Stargazers aid revolutionary DNA analysis

October 3, 2003

A team of British stargazers has shown biologists a new way to analyse DNA that could revolutionise genetic research and ultimately medical diagnostics.

An advance developed to study light from distant galaxies is helping scientists to overcome a technical stumbling block that has held back gene-chip research.

Biologists Pat Heslop-Harrison and Trude Schwarzacher and astronomers George Fraser and Andrew Holland, all of them working at Leicester University, have patented the innovation and hope that laboratories around the world will use it. But the work also raises the prospect of hospital-based gene-chip devices capable of making accurate and rapid diagnoses of diseases from a single drop of blood.

Gene chips are research tools that reveal levels of genetic activity. Each chip is covered with tiny spots of DNA from thousands of genes. When a sample is poured on to it, matching genetic sequences bind together.

Fluorescent tags are used to reveal where this has happened and, hence, which genes are active.

If scientists want to compare samples, they have to test them at the same time on the same chip. To tell them apart, each one is given a different coloured tag.

But the limitations of conventional colour-detection technology make it difficult to quantify results and restricts researchers to just two samples with an acceptable level of accuracy.

Professor Heslop-Harrison found the solution to this problem in technology developed at the European Space Agency's laboratories in Holland.

This uses a property of supercooled helium to analyse the light from faint galaxies in the early universe.
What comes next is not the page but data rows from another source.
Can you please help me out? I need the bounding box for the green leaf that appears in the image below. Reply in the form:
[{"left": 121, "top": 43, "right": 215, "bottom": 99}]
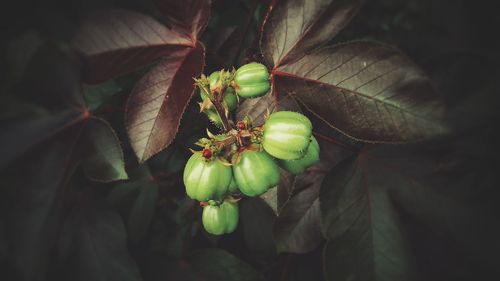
[{"left": 83, "top": 117, "right": 128, "bottom": 182}]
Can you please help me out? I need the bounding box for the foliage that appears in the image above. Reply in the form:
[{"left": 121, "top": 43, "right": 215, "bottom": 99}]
[{"left": 0, "top": 0, "right": 500, "bottom": 281}]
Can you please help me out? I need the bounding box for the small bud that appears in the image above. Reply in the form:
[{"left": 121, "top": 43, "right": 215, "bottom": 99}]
[
  {"left": 202, "top": 148, "right": 212, "bottom": 159},
  {"left": 236, "top": 121, "right": 247, "bottom": 130}
]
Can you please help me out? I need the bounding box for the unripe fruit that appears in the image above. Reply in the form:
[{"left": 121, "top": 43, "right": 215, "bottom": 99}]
[
  {"left": 234, "top": 62, "right": 270, "bottom": 98},
  {"left": 201, "top": 201, "right": 239, "bottom": 235},
  {"left": 262, "top": 111, "right": 312, "bottom": 160},
  {"left": 184, "top": 153, "right": 232, "bottom": 201},
  {"left": 204, "top": 108, "right": 222, "bottom": 128},
  {"left": 279, "top": 136, "right": 319, "bottom": 175},
  {"left": 236, "top": 121, "right": 247, "bottom": 130},
  {"left": 233, "top": 150, "right": 280, "bottom": 196},
  {"left": 201, "top": 148, "right": 212, "bottom": 159},
  {"left": 227, "top": 176, "right": 238, "bottom": 193}
]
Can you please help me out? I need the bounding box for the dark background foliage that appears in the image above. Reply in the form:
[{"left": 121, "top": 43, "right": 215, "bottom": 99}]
[{"left": 0, "top": 0, "right": 500, "bottom": 281}]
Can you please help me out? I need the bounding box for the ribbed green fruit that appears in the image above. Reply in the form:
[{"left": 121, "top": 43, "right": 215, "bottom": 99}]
[
  {"left": 227, "top": 176, "right": 238, "bottom": 193},
  {"left": 184, "top": 153, "right": 233, "bottom": 201},
  {"left": 262, "top": 111, "right": 312, "bottom": 160},
  {"left": 233, "top": 150, "right": 280, "bottom": 196},
  {"left": 279, "top": 136, "right": 319, "bottom": 175},
  {"left": 204, "top": 108, "right": 222, "bottom": 128},
  {"left": 201, "top": 201, "right": 239, "bottom": 235},
  {"left": 234, "top": 62, "right": 271, "bottom": 98}
]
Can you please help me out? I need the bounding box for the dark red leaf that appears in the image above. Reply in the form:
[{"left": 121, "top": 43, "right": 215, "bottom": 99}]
[
  {"left": 274, "top": 139, "right": 345, "bottom": 253},
  {"left": 236, "top": 93, "right": 301, "bottom": 126},
  {"left": 0, "top": 123, "right": 83, "bottom": 280},
  {"left": 125, "top": 44, "right": 205, "bottom": 162},
  {"left": 155, "top": 0, "right": 211, "bottom": 38},
  {"left": 60, "top": 203, "right": 142, "bottom": 281},
  {"left": 0, "top": 46, "right": 90, "bottom": 168},
  {"left": 72, "top": 10, "right": 196, "bottom": 83},
  {"left": 261, "top": 0, "right": 363, "bottom": 67},
  {"left": 320, "top": 127, "right": 500, "bottom": 280},
  {"left": 273, "top": 42, "right": 446, "bottom": 142}
]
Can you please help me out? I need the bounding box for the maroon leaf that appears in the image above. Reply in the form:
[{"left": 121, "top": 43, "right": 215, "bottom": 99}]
[
  {"left": 239, "top": 196, "right": 276, "bottom": 258},
  {"left": 155, "top": 0, "right": 210, "bottom": 38},
  {"left": 274, "top": 139, "right": 345, "bottom": 253},
  {"left": 261, "top": 0, "right": 363, "bottom": 67},
  {"left": 274, "top": 42, "right": 446, "bottom": 142},
  {"left": 236, "top": 93, "right": 301, "bottom": 126},
  {"left": 0, "top": 123, "right": 83, "bottom": 280},
  {"left": 0, "top": 46, "right": 90, "bottom": 168},
  {"left": 125, "top": 44, "right": 205, "bottom": 162},
  {"left": 59, "top": 203, "right": 142, "bottom": 281},
  {"left": 274, "top": 174, "right": 324, "bottom": 253},
  {"left": 320, "top": 127, "right": 500, "bottom": 280},
  {"left": 72, "top": 10, "right": 196, "bottom": 83}
]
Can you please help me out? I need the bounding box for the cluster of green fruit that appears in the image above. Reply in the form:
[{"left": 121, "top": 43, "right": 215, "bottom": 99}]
[{"left": 184, "top": 63, "right": 319, "bottom": 235}]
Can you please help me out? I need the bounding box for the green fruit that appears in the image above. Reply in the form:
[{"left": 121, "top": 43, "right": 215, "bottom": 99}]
[
  {"left": 201, "top": 201, "right": 238, "bottom": 235},
  {"left": 262, "top": 111, "right": 312, "bottom": 160},
  {"left": 200, "top": 71, "right": 238, "bottom": 111},
  {"left": 204, "top": 108, "right": 222, "bottom": 128},
  {"left": 184, "top": 153, "right": 232, "bottom": 201},
  {"left": 279, "top": 136, "right": 319, "bottom": 175},
  {"left": 233, "top": 150, "right": 280, "bottom": 196},
  {"left": 227, "top": 177, "right": 238, "bottom": 193},
  {"left": 234, "top": 62, "right": 270, "bottom": 98}
]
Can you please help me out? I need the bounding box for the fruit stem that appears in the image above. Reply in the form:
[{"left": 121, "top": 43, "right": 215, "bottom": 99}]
[{"left": 212, "top": 94, "right": 231, "bottom": 133}]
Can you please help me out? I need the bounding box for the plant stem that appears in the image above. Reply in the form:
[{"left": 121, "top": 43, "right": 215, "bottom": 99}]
[{"left": 212, "top": 94, "right": 232, "bottom": 133}]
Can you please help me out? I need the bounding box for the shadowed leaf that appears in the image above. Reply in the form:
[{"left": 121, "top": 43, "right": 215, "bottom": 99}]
[
  {"left": 125, "top": 44, "right": 204, "bottom": 162},
  {"left": 0, "top": 124, "right": 83, "bottom": 280},
  {"left": 320, "top": 154, "right": 416, "bottom": 280},
  {"left": 58, "top": 203, "right": 142, "bottom": 281},
  {"left": 236, "top": 93, "right": 301, "bottom": 126},
  {"left": 261, "top": 0, "right": 363, "bottom": 67},
  {"left": 83, "top": 117, "right": 128, "bottom": 182},
  {"left": 274, "top": 42, "right": 446, "bottom": 142},
  {"left": 239, "top": 196, "right": 276, "bottom": 258},
  {"left": 72, "top": 10, "right": 195, "bottom": 83},
  {"left": 129, "top": 180, "right": 158, "bottom": 242},
  {"left": 83, "top": 80, "right": 122, "bottom": 111},
  {"left": 274, "top": 137, "right": 344, "bottom": 253},
  {"left": 154, "top": 0, "right": 211, "bottom": 38},
  {"left": 189, "top": 249, "right": 263, "bottom": 281}
]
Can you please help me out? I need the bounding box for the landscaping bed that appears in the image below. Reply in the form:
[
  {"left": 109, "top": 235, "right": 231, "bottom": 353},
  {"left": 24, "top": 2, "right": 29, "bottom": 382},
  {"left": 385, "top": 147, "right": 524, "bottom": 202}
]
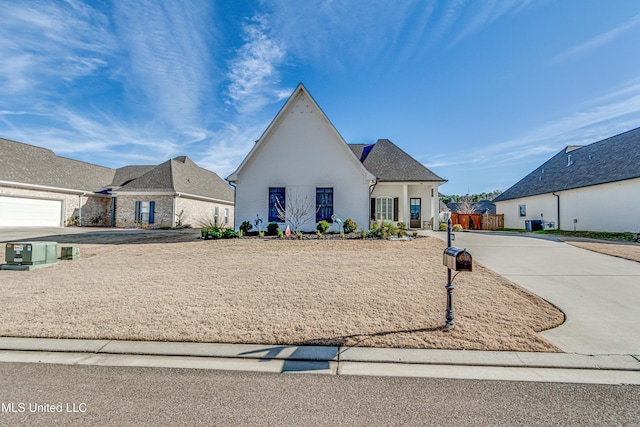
[{"left": 0, "top": 236, "right": 564, "bottom": 351}]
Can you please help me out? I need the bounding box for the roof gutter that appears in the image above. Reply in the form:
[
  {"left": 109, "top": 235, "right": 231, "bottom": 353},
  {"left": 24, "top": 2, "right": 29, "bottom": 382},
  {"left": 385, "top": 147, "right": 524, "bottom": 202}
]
[{"left": 0, "top": 180, "right": 107, "bottom": 197}]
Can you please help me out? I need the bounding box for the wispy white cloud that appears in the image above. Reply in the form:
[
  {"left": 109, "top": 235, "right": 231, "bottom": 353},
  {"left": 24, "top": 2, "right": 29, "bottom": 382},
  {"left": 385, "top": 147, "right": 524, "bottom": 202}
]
[
  {"left": 115, "top": 0, "right": 215, "bottom": 127},
  {"left": 445, "top": 0, "right": 530, "bottom": 45},
  {"left": 0, "top": 1, "right": 115, "bottom": 97},
  {"left": 448, "top": 81, "right": 640, "bottom": 168},
  {"left": 553, "top": 14, "right": 640, "bottom": 61},
  {"left": 227, "top": 15, "right": 291, "bottom": 114}
]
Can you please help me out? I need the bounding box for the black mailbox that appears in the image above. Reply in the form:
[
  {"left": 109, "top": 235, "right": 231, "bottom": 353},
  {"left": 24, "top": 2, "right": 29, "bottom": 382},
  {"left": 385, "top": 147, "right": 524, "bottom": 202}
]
[{"left": 442, "top": 247, "right": 473, "bottom": 271}]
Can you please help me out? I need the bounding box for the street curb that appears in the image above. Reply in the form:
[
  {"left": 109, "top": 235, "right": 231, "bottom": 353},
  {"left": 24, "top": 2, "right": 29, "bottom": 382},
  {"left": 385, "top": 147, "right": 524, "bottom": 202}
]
[{"left": 0, "top": 337, "right": 640, "bottom": 371}]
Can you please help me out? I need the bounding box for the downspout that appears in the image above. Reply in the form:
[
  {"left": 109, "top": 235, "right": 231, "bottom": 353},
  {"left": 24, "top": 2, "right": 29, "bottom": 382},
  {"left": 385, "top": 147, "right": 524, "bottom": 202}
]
[
  {"left": 551, "top": 191, "right": 560, "bottom": 230},
  {"left": 227, "top": 181, "right": 236, "bottom": 231},
  {"left": 78, "top": 192, "right": 87, "bottom": 227},
  {"left": 171, "top": 192, "right": 180, "bottom": 228},
  {"left": 367, "top": 178, "right": 378, "bottom": 225}
]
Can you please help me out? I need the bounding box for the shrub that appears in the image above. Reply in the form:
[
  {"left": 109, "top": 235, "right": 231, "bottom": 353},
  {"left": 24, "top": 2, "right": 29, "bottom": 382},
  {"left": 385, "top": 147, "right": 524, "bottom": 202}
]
[
  {"left": 240, "top": 221, "right": 253, "bottom": 234},
  {"left": 267, "top": 222, "right": 280, "bottom": 236},
  {"left": 316, "top": 220, "right": 331, "bottom": 233},
  {"left": 200, "top": 225, "right": 222, "bottom": 239},
  {"left": 367, "top": 221, "right": 400, "bottom": 239},
  {"left": 342, "top": 218, "right": 358, "bottom": 234},
  {"left": 222, "top": 228, "right": 238, "bottom": 239}
]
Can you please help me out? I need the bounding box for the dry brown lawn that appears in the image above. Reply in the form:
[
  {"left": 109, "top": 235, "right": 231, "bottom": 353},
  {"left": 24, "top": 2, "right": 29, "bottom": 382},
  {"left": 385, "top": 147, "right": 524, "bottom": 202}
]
[
  {"left": 565, "top": 241, "right": 640, "bottom": 262},
  {"left": 0, "top": 234, "right": 564, "bottom": 351}
]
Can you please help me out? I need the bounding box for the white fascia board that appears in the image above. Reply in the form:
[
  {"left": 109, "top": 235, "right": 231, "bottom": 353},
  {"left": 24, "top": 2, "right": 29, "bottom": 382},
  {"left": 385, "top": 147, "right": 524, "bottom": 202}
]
[
  {"left": 111, "top": 190, "right": 178, "bottom": 197},
  {"left": 0, "top": 180, "right": 108, "bottom": 197},
  {"left": 176, "top": 193, "right": 233, "bottom": 206},
  {"left": 227, "top": 83, "right": 376, "bottom": 183}
]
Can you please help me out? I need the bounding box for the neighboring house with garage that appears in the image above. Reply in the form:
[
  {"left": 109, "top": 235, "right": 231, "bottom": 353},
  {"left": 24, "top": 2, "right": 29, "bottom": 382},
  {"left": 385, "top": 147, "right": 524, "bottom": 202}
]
[
  {"left": 0, "top": 138, "right": 234, "bottom": 227},
  {"left": 493, "top": 128, "right": 640, "bottom": 233},
  {"left": 227, "top": 84, "right": 446, "bottom": 231}
]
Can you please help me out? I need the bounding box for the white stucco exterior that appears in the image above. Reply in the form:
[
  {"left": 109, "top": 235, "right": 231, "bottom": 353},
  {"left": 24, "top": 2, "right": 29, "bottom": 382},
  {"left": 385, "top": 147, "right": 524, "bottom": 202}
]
[
  {"left": 228, "top": 86, "right": 375, "bottom": 231},
  {"left": 495, "top": 178, "right": 640, "bottom": 233}
]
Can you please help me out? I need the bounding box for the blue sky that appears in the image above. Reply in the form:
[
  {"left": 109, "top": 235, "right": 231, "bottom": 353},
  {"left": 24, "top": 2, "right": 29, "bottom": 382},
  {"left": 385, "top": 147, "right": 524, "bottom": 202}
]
[{"left": 0, "top": 0, "right": 640, "bottom": 194}]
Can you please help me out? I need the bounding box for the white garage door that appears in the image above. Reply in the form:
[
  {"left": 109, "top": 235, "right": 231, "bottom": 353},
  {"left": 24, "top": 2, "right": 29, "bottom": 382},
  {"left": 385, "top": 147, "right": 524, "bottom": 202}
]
[{"left": 0, "top": 196, "right": 62, "bottom": 227}]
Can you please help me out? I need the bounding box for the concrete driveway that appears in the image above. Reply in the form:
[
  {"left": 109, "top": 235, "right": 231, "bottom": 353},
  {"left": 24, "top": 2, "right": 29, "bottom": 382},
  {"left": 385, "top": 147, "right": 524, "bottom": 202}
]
[{"left": 430, "top": 232, "right": 640, "bottom": 355}]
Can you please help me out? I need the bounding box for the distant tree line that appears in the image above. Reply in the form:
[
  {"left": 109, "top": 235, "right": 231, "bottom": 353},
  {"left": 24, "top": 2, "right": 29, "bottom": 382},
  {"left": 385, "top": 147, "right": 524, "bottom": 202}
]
[{"left": 442, "top": 190, "right": 502, "bottom": 204}]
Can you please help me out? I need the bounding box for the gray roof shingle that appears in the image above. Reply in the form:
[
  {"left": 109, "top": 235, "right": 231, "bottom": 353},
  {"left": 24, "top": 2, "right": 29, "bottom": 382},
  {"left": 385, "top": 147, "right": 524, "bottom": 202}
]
[
  {"left": 349, "top": 139, "right": 446, "bottom": 182},
  {"left": 0, "top": 138, "right": 115, "bottom": 192},
  {"left": 493, "top": 128, "right": 640, "bottom": 202},
  {"left": 118, "top": 156, "right": 234, "bottom": 202},
  {"left": 0, "top": 138, "right": 234, "bottom": 202}
]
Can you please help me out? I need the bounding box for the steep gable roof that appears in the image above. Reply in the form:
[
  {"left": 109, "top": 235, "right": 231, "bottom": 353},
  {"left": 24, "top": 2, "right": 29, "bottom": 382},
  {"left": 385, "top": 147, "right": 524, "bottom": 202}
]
[
  {"left": 117, "top": 156, "right": 233, "bottom": 202},
  {"left": 0, "top": 138, "right": 115, "bottom": 192},
  {"left": 349, "top": 139, "right": 446, "bottom": 182},
  {"left": 227, "top": 83, "right": 375, "bottom": 182},
  {"left": 493, "top": 128, "right": 640, "bottom": 202}
]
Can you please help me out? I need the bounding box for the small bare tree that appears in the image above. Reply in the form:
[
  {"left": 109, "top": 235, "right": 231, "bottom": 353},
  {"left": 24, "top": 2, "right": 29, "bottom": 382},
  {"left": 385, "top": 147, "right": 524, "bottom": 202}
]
[
  {"left": 458, "top": 196, "right": 476, "bottom": 214},
  {"left": 276, "top": 191, "right": 321, "bottom": 233}
]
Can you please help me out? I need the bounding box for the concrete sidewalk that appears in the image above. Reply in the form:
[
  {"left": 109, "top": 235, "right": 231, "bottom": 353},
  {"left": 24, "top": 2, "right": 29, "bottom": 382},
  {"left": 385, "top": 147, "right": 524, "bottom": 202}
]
[{"left": 0, "top": 337, "right": 640, "bottom": 385}]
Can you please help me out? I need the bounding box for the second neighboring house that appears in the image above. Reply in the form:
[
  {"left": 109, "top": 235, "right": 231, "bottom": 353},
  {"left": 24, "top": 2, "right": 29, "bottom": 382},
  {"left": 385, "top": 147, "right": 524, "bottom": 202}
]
[
  {"left": 0, "top": 138, "right": 234, "bottom": 228},
  {"left": 493, "top": 128, "right": 640, "bottom": 233},
  {"left": 227, "top": 84, "right": 446, "bottom": 231}
]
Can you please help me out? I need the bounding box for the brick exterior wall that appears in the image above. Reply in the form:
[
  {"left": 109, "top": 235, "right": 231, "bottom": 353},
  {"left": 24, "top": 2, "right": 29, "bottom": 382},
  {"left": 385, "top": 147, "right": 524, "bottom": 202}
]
[
  {"left": 0, "top": 186, "right": 111, "bottom": 226},
  {"left": 115, "top": 194, "right": 173, "bottom": 228},
  {"left": 176, "top": 197, "right": 235, "bottom": 229}
]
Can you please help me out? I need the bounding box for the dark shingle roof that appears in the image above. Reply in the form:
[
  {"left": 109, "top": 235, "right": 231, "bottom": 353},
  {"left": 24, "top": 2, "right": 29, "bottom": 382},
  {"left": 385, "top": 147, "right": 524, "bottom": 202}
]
[
  {"left": 0, "top": 138, "right": 115, "bottom": 192},
  {"left": 0, "top": 138, "right": 234, "bottom": 202},
  {"left": 349, "top": 139, "right": 446, "bottom": 182},
  {"left": 493, "top": 128, "right": 640, "bottom": 202},
  {"left": 118, "top": 156, "right": 233, "bottom": 202},
  {"left": 111, "top": 166, "right": 155, "bottom": 187}
]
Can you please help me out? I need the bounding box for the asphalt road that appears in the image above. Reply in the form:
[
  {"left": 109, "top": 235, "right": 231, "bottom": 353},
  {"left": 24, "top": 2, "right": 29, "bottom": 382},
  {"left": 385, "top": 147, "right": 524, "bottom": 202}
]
[{"left": 0, "top": 363, "right": 640, "bottom": 426}]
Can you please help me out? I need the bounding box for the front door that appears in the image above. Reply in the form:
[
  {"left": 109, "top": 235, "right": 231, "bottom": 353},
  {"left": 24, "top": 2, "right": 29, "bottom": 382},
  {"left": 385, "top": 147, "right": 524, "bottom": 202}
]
[{"left": 409, "top": 198, "right": 422, "bottom": 228}]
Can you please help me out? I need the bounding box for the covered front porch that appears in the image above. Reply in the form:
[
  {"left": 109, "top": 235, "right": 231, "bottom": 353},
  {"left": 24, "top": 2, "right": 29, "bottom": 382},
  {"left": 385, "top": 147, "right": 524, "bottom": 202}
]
[{"left": 370, "top": 182, "right": 440, "bottom": 230}]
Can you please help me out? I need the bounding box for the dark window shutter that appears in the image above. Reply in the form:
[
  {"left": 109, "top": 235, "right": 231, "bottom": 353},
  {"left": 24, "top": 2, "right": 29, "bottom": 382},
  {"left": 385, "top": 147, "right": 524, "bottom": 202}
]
[
  {"left": 135, "top": 201, "right": 142, "bottom": 221},
  {"left": 149, "top": 201, "right": 156, "bottom": 224},
  {"left": 393, "top": 197, "right": 400, "bottom": 221}
]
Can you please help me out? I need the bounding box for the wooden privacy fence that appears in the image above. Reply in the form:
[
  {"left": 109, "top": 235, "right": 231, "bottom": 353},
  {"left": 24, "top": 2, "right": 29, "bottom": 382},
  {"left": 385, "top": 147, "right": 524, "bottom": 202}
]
[{"left": 451, "top": 212, "right": 504, "bottom": 230}]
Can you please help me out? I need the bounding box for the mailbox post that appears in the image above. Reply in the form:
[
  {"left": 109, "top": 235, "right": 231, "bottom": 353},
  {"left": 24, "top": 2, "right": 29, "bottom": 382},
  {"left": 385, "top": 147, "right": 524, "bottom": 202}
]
[
  {"left": 442, "top": 219, "right": 473, "bottom": 329},
  {"left": 444, "top": 218, "right": 454, "bottom": 328}
]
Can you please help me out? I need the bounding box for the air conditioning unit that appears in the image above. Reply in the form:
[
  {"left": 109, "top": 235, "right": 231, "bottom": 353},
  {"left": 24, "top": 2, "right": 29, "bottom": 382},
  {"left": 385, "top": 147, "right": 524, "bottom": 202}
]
[{"left": 4, "top": 242, "right": 58, "bottom": 265}]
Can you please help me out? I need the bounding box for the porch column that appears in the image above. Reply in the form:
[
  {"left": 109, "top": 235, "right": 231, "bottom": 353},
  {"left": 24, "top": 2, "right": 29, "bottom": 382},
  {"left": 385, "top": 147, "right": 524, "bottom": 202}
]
[
  {"left": 431, "top": 185, "right": 440, "bottom": 230},
  {"left": 402, "top": 184, "right": 411, "bottom": 227}
]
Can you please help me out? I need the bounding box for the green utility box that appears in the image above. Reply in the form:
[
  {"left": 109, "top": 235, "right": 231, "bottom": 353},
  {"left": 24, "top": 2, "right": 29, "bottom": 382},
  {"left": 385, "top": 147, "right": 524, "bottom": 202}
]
[
  {"left": 5, "top": 242, "right": 58, "bottom": 265},
  {"left": 60, "top": 246, "right": 80, "bottom": 259}
]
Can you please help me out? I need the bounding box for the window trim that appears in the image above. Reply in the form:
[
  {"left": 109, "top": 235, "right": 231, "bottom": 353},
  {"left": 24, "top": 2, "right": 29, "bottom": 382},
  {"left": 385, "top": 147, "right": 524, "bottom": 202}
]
[
  {"left": 267, "top": 187, "right": 287, "bottom": 226},
  {"left": 316, "top": 187, "right": 334, "bottom": 223},
  {"left": 376, "top": 196, "right": 395, "bottom": 221},
  {"left": 518, "top": 203, "right": 527, "bottom": 218}
]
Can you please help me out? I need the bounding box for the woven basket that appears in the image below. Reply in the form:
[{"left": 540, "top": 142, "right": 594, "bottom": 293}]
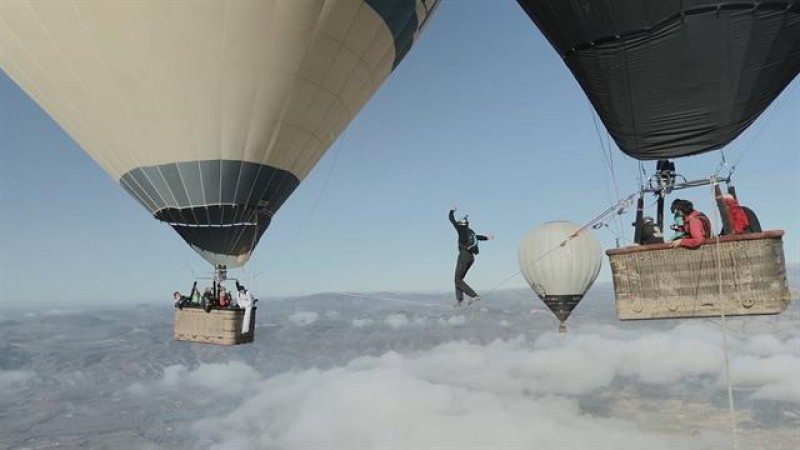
[
  {"left": 606, "top": 231, "right": 790, "bottom": 320},
  {"left": 175, "top": 308, "right": 256, "bottom": 345}
]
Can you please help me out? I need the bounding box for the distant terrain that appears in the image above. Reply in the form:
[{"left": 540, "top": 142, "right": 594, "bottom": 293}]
[{"left": 0, "top": 265, "right": 800, "bottom": 450}]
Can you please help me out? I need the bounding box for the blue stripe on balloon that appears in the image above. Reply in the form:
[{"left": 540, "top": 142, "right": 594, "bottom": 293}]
[{"left": 365, "top": 0, "right": 419, "bottom": 68}]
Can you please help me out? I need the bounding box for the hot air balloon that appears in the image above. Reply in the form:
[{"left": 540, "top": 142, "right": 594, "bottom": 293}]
[
  {"left": 518, "top": 0, "right": 800, "bottom": 319},
  {"left": 519, "top": 221, "right": 601, "bottom": 332},
  {"left": 0, "top": 0, "right": 438, "bottom": 344},
  {"left": 0, "top": 0, "right": 437, "bottom": 267}
]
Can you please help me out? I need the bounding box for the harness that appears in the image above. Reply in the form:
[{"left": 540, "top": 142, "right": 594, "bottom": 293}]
[
  {"left": 684, "top": 212, "right": 711, "bottom": 239},
  {"left": 466, "top": 230, "right": 478, "bottom": 250}
]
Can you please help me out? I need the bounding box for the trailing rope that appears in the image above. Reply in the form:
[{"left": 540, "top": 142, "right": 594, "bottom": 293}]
[{"left": 710, "top": 183, "right": 739, "bottom": 450}]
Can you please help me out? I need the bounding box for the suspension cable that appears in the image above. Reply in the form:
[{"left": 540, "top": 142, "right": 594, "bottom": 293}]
[{"left": 710, "top": 182, "right": 739, "bottom": 450}]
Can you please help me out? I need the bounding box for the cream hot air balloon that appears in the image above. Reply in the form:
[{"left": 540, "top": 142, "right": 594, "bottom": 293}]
[
  {"left": 519, "top": 221, "right": 601, "bottom": 332},
  {"left": 0, "top": 0, "right": 437, "bottom": 267}
]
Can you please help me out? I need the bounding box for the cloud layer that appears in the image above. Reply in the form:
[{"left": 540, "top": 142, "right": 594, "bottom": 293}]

It turns out that the device, called a superconducting tunnel junction camera, or S-cam, can also be used to read the faint fluorescent colour signals from gene chips.

Professor Heslop-Harrison said this had enabled scientists to compare four biological samples, with the potential to obtain accurate data from seven or more.

Pilot projects are under way to look into the role of genes in the generation of sperm cells and to explore the genetic diversity of modern breeds of cattle.